Jednak są jeszcze osoby, które żyją i pracują z pasją, szanują każdy wytwór ludzkiej ręki, bo zawiera on część swojego twórcy. Menra – jest osobą o niezwykłej potrzebie tworzenia, tak wielkiej, że czasem aż ją to przerasta, ale jak sama przyznaje - dobrze mi z tą pasją.
Odkąd pamiętam, interesowałam się i podkochiwałam w szeroko pojętej sztuce. Skończyłam liceum plastyczne a później studia artystyczne, które otworzyły przed mną możliwość wstępu w cudowny świat pracowni - graficznej, ceramicznej i malarskiej. Bycie artystą, rzemieślnikiem, rękodzielnikiem nie jest łatwe i niesie ze sobą wiele trudów, mimo wszystko nigdy nie zamieniłabym tego na nic innego. To cudowny świat magii.
Rękodziełem Menra zajmuje się od kilku lat. Nie jest jej obca praca przy mozaice ceramicznej, modny ostatnio decoupage, haft czy wykonywanie autorskiej biżuterii.

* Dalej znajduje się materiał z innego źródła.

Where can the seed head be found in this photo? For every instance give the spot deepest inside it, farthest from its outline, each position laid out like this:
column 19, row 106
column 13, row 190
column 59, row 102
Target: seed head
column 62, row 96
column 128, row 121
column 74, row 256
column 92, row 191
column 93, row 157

Artystka posiada niezwykłą wprost cierpliwość do wyszywania tysiącami koralików. W efekcie powstają bransoletki czy misterne koralikowe kule do kolczyków a nawet kolie. Koralikowe prace są własnego pomysłu i projektu. Niektóre wykonane przez nią biżuteryjne cacka składają się z kilku tysięcy drobnych koralików! Trochę na przekór używa do tego celu zwyczajnych szklanych koralików by pokazać, że i ze zwyczajności może się zrodzić coś pięknego, jeśli tylko poświęcimy temu czas.